Dans une récente interview, Simplet nous apprend donc qu’ « il n’y pas de meilleur système que l’économie de marché pour créer des richesses. L’optimisation des intérêts individuels contribue à l’intérêt collectif, à condition qu’il y ait des règles du jeu stables et que les acteurs de l’économie respectent un code de moralité et d’éthique. Ce qu’il ne font pas aujourd’hui, malheureusement.»
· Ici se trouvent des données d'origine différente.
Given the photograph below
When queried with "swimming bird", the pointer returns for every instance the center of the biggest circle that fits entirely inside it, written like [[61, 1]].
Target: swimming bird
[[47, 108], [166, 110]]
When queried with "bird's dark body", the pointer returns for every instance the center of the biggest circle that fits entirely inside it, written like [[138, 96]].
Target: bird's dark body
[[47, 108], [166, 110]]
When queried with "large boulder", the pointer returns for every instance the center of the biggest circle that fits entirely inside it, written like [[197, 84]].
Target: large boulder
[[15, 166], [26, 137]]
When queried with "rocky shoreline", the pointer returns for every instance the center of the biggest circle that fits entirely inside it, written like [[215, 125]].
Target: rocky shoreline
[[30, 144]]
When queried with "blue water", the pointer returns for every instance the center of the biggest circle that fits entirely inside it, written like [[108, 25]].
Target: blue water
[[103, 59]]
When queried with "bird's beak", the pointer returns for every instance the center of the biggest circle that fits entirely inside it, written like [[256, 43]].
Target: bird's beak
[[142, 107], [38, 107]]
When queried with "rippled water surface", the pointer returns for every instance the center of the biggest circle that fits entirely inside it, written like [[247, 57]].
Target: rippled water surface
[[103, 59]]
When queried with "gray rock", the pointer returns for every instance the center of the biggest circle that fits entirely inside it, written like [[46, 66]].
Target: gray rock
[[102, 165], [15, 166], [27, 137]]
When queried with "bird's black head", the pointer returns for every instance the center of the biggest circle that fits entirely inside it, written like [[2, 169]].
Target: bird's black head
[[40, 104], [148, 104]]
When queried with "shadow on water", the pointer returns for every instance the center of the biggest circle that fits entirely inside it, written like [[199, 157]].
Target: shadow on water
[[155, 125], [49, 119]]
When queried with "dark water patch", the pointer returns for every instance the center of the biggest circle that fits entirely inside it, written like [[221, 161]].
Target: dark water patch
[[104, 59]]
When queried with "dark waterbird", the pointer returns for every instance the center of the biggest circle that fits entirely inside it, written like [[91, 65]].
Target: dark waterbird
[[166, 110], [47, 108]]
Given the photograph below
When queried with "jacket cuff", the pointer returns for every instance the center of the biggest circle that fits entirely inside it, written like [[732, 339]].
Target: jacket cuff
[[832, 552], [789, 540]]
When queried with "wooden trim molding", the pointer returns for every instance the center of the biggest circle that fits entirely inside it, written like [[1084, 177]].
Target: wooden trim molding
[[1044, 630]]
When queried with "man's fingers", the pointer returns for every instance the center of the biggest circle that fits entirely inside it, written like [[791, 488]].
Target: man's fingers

Effectivement si tous les méchants étaient gentils, le monde irait beaucoup mieux ! Qui a dit que l’angélisme était un travers des utopistes gauchistes ? Quant à ce vibrant hommage à la « main invisible du marché » qui est censé œuvrer, malgré nous, à notre bonheur…il est tout simplement désarmant de naïveté…ou de duplicité. En effet, je ne peux pas penser que Jean-Marc Sylvestre est obtus au point de croire à ses propos. Mais il est plus facile de faire passer la pilule du libéralisme si l’on arrive à convaincre que les lois du marché sont incontournables et intangibles.
Quant aux « codes de moralité et d’éthique », je pense qu’il est aussi vain de prétendre réguler l’économie avec de tels instruments que de tenter de guérir un cancer généralisé en phase terminale avec des tisanes ! En effet, faire reposer la régulation du système sur la bonne volonté des acteurs me paraît utopique, surtout lorsque ces mêmes acteurs sont soumis à de puissantes incitations à privilégier leur intérêt personnel au détriment de l’intérêt collectif.